I have two injuries from last weekend. The scrape on my elbow from picking up a kayak seems like a reasonable one to have, even if I did scrape my left elbow while picking up the boat on my right side. The other injury, though, is much more ridiculous: I had a blister and then ripped the skin off from sweeping goose poop off our dock. The first year, the geese avoided our dock; now they have found it. After two weeks away, it had a truly amazing amount of crap on it (“amazing amount of crap” is a phrase you never want to have to use when speaking literally). In case anyone cares, the best methodology for goose poop removal seems to be to start with a light sweeping (“light” being what I didn’t do and why I got the blister) to remove the dry stuff, followed by alternating buckets of water tossed with strategic aim and sweeping to get everything else off. Fortunately there’s enough of a current to carry it away once it’s washed or swept into the water, and I don’t feel guilty about sweeping it in since presumably geese poop there too.


I am feeling a bit invisible and isolated lately. Not so much online, really, but in meatspace. I’m grateful that I do still get responses here, considering how infrequently I post, and I do get a lot of interaction on Ravelry, my other main online space.

On the other hand, in physical space and even online areas based more on in-person acquaintanceship, things are different.

At work, I sit in an area with only a few other people. Most of my colleagues eat lunch at their desks; I miss the way my groups in Taiwan and the Netherlands would all go eat together. More more of my meetings are telecons than in-person, and I have somewhat fewer meetings and more solo work than in my last job. Lots of meetings get postponed, though always for valid reasons. I do get pretty good responsiveness to questions and requests.
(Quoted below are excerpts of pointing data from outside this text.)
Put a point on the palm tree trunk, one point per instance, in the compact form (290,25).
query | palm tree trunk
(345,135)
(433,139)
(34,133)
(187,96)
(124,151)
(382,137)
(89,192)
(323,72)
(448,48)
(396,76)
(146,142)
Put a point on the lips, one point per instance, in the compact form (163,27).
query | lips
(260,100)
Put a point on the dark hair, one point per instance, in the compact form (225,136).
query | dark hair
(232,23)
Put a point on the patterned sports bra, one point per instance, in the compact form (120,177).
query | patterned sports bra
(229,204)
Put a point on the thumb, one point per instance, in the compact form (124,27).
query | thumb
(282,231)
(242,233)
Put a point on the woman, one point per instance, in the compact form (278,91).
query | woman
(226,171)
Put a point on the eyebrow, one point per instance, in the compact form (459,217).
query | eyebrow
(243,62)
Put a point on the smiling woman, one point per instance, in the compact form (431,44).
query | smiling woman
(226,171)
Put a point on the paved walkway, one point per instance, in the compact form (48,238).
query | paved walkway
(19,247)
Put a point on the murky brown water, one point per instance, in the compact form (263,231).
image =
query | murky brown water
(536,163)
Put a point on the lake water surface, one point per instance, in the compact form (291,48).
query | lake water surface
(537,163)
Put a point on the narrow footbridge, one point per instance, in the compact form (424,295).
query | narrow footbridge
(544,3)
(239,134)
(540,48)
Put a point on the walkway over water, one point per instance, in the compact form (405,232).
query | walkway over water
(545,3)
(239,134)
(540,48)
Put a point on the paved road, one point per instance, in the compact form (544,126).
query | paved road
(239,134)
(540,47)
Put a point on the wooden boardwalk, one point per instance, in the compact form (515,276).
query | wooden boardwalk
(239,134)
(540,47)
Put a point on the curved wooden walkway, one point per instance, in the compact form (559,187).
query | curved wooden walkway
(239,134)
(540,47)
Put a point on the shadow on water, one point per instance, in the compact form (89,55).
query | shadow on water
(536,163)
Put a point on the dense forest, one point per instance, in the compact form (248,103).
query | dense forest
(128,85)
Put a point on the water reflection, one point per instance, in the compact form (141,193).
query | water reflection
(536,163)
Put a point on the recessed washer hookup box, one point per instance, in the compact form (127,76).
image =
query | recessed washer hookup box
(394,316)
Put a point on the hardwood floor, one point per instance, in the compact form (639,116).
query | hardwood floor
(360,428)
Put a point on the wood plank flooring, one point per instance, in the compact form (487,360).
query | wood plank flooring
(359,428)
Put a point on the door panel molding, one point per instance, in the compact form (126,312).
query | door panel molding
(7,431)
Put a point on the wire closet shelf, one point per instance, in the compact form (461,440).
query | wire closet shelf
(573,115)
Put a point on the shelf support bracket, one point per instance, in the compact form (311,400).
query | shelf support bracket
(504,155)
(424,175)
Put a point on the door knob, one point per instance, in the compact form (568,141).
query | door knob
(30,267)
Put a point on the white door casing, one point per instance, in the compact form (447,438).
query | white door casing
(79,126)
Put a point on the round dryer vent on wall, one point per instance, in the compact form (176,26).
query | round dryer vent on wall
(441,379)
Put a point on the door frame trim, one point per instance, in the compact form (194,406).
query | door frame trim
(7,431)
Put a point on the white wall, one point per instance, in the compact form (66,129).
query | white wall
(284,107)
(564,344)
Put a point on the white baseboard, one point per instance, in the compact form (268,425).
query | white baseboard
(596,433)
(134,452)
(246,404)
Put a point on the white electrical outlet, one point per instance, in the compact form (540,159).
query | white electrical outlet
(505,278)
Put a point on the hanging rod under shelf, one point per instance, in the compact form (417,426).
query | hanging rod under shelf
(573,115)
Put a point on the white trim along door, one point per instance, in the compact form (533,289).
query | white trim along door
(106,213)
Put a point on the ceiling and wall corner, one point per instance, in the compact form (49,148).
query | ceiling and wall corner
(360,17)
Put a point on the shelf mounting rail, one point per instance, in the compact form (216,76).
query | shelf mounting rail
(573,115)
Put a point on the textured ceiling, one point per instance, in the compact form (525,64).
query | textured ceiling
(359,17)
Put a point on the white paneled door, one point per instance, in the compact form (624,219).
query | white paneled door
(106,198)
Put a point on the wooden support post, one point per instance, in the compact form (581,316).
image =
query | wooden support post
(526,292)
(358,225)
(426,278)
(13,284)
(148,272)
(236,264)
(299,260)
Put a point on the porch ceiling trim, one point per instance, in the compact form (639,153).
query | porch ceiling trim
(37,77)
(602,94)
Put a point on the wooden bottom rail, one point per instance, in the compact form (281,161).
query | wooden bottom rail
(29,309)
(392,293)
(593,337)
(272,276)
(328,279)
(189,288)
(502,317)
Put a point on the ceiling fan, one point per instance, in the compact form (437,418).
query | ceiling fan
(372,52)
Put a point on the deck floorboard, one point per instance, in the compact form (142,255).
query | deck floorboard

Socially – there pretty much is no socially here. A lot of our social life both in Arizona and in the Netherlands was through rowing, but we don’t have any water close enough to make it practical to row during the week. We do have some rowing contacts at the lake house, but it’s not economically feasible to join their club when we only get out there every other week, or sometimes less (plus we use our own equipment and don’t need club boats). I take a longish lunch one day a week to go to my local knitting group, and that’s about it for social interaction. I try to go to work social events when they have them. I could do more knitting stuff – there are multiple knit nights a week around here – but it’s hard to drag myself back out of the house after I’ve gotten home and worked out, and the times I have gone were nice but not so great as to make me feel I’m missing a lot.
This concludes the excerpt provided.